Frederic Bau
'If I'm doing a seminar, I wake up about 6.30am and drive to L'Ecole du Grand Chocolate in Tain l'Hermitage, which is 15km away from home. I'll arrive at the school around 7am, check my mail, plan my day and prepare tasks for my assistant. I drink my coffee at the school, most of the time with Freddie Mercury playing. I love Queen. When I drink my coffee in the morning and hear It's a Beautiful Day I feel good.
The seminars begin about 8.30am and we finish at 6.30pm or 7pm. Our customers are passionate; if they come to be trained, it's because they want to be better. I call them customers, not students. It's difficult to think of them as students because about 80 per cent of the time they're older than me. Most of them own their own shops or are already pastry chefs and they come to us to refresh their knowledge and get ideas.
There's pressure on us, like when [eminent French pastry chef] Pierre Herme calls me and says, 'Frederic, I'm sending my chef-chocolatier.' I know I don't have to teach him how to do chocolate bonbons; I know he wants inspiration or answers for technical problems. Most of the school's customers want us to advise them on technical problems or how to work with a machine they don't know how to use.
Because I began so young at Valrhona, I was lucky to work closely with agronomical engineers. My lab was near the research and development lab. When they spoke about pastry it was in technical terms, using words I had never heard before. They don't speak about ganache [a mixture of cream and chocolate]. Ganache is the pastry word. Agronomic engineers never speak about ganache; they know how to make it but they call it emulsion. They don't feel like chocolatiers but they're doing a chocolatier's job.

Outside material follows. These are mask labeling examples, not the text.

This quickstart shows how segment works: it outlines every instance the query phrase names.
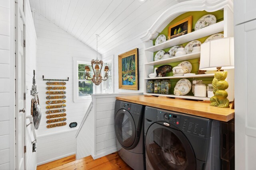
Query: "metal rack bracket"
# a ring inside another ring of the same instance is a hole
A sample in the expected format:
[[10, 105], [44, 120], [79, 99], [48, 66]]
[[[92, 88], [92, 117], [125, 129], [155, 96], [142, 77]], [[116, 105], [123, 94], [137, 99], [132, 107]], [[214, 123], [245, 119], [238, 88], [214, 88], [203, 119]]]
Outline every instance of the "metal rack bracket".
[[67, 80], [58, 80], [58, 79], [45, 79], [44, 76], [43, 75], [43, 80], [48, 80], [48, 81], [68, 81], [69, 77], [68, 77]]

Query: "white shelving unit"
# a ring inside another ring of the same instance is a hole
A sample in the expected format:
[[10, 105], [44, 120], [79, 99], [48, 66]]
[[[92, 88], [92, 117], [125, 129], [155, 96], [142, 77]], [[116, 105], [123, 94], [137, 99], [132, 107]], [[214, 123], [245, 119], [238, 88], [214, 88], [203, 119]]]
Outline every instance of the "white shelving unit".
[[[147, 93], [147, 82], [148, 80], [213, 77], [214, 76], [214, 74], [156, 77], [154, 78], [148, 78], [148, 75], [152, 72], [154, 70], [154, 66], [198, 59], [200, 58], [200, 53], [199, 52], [171, 57], [169, 59], [160, 60], [158, 61], [154, 61], [154, 52], [170, 48], [175, 45], [188, 42], [203, 37], [210, 36], [214, 33], [223, 31], [224, 30], [224, 21], [222, 21], [187, 34], [169, 40], [163, 43], [156, 45], [153, 46], [153, 44], [151, 44], [150, 45], [149, 45], [150, 47], [146, 48], [145, 49], [144, 61], [145, 85], [144, 94], [193, 99], [195, 100], [210, 100], [209, 98], [197, 97], [192, 96], [175, 96], [173, 94], [166, 95]], [[150, 41], [152, 43], [152, 41]], [[202, 43], [203, 43], [204, 42], [202, 42]]]
[[205, 74], [189, 76], [170, 76], [169, 77], [155, 77], [154, 78], [145, 78], [145, 80], [171, 79], [173, 78], [199, 78], [203, 77], [212, 77], [214, 76], [214, 74]]
[[181, 98], [183, 99], [193, 99], [194, 100], [210, 100], [210, 98], [201, 98], [200, 97], [195, 97], [194, 96], [175, 96], [173, 94], [155, 94], [154, 93], [144, 93], [144, 94], [146, 95], [157, 96], [166, 96], [170, 98]]

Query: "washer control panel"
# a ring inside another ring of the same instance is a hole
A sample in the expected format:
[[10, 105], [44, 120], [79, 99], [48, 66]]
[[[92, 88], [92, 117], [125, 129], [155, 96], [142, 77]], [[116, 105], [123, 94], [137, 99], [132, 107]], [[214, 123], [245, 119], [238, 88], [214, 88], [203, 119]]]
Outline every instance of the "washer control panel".
[[208, 137], [212, 122], [209, 119], [161, 109], [157, 110], [156, 121], [166, 126], [174, 125], [184, 133], [204, 138]]
[[122, 108], [128, 111], [131, 114], [138, 115], [142, 115], [142, 105], [122, 102], [121, 106]]

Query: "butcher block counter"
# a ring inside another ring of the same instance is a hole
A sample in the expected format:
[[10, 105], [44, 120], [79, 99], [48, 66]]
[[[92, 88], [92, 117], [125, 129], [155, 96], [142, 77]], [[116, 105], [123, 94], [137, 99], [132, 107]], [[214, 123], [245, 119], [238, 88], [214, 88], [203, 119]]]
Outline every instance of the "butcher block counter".
[[234, 117], [234, 110], [211, 106], [209, 103], [144, 95], [116, 97], [116, 100], [227, 122]]

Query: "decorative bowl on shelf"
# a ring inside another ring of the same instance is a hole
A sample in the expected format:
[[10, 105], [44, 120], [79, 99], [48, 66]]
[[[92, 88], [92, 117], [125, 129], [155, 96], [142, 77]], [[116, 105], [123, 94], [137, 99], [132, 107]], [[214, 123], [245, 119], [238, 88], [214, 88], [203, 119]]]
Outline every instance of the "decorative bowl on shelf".
[[186, 66], [176, 66], [172, 68], [172, 73], [174, 74], [184, 74], [188, 72], [188, 69]]

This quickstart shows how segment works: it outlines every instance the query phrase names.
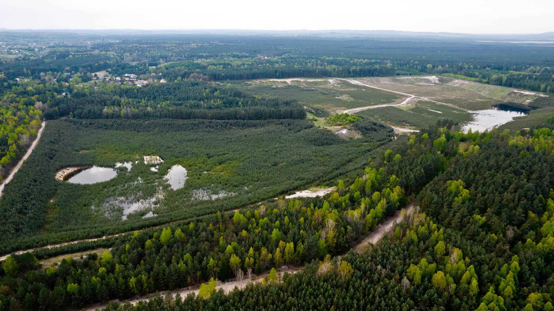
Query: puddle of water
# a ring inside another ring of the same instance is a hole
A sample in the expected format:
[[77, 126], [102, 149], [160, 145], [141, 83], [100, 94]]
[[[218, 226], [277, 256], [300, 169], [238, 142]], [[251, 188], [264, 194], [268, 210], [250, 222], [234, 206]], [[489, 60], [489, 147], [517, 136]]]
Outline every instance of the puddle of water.
[[[140, 194], [138, 195], [140, 196]], [[157, 200], [160, 200], [163, 199], [163, 192], [162, 191], [161, 187], [160, 187], [156, 194], [151, 198], [137, 199], [137, 198], [133, 197], [117, 196], [107, 199], [101, 204], [100, 208], [100, 210], [104, 211], [103, 212], [112, 219], [119, 218], [119, 215], [121, 214], [117, 215], [116, 212], [114, 214], [114, 211], [119, 208], [123, 208], [123, 215], [121, 216], [121, 220], [126, 220], [130, 214], [139, 211], [148, 211], [149, 212], [142, 216], [143, 218], [146, 218], [146, 217], [156, 216], [156, 214], [153, 214], [151, 210], [152, 206], [156, 205], [154, 202]], [[93, 206], [93, 209], [94, 209], [94, 206]]]
[[526, 116], [529, 112], [521, 110], [494, 107], [493, 109], [469, 111], [474, 113], [473, 121], [464, 126], [462, 131], [466, 132], [470, 128], [473, 132], [484, 132], [485, 129], [492, 129], [493, 127], [499, 126], [514, 120], [514, 117]]
[[187, 169], [179, 165], [171, 167], [164, 177], [171, 186], [171, 189], [173, 190], [183, 188], [187, 178]]
[[212, 193], [212, 191], [206, 189], [195, 189], [192, 190], [192, 197], [196, 200], [212, 200], [223, 198], [224, 196], [232, 196], [237, 194], [234, 192], [227, 192], [222, 190], [219, 193]]
[[117, 171], [111, 168], [95, 165], [79, 172], [68, 179], [68, 182], [72, 184], [95, 184], [109, 180], [117, 175]]
[[130, 161], [129, 162], [124, 162], [122, 163], [120, 162], [115, 163], [115, 167], [117, 168], [117, 167], [125, 167], [127, 168], [127, 170], [131, 170], [131, 168], [132, 167], [132, 166], [133, 166], [133, 163]]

[From them] I discovered pastry in a different way. Before, I would just put things together and if I had a grainy ganache, I thought it came from bad chocolate or cream. They explained the mistakes come from you. I'd go to them and say, 'This is s***, I made it like this.' They'd say, 'Of course you're getting s***, it's because you made it like this.' I learned a lot from them. I came to understand that a good pastry chef has to be more than just a builder of showpieces. A good pastry chef must understand the how and the why. With the best ingredients in the world, you can still make a cake or dessert that doesn't turn out right.
We break for lunch from 12.30-2pm and eat at the school. I eat with the customers, I really get to know them.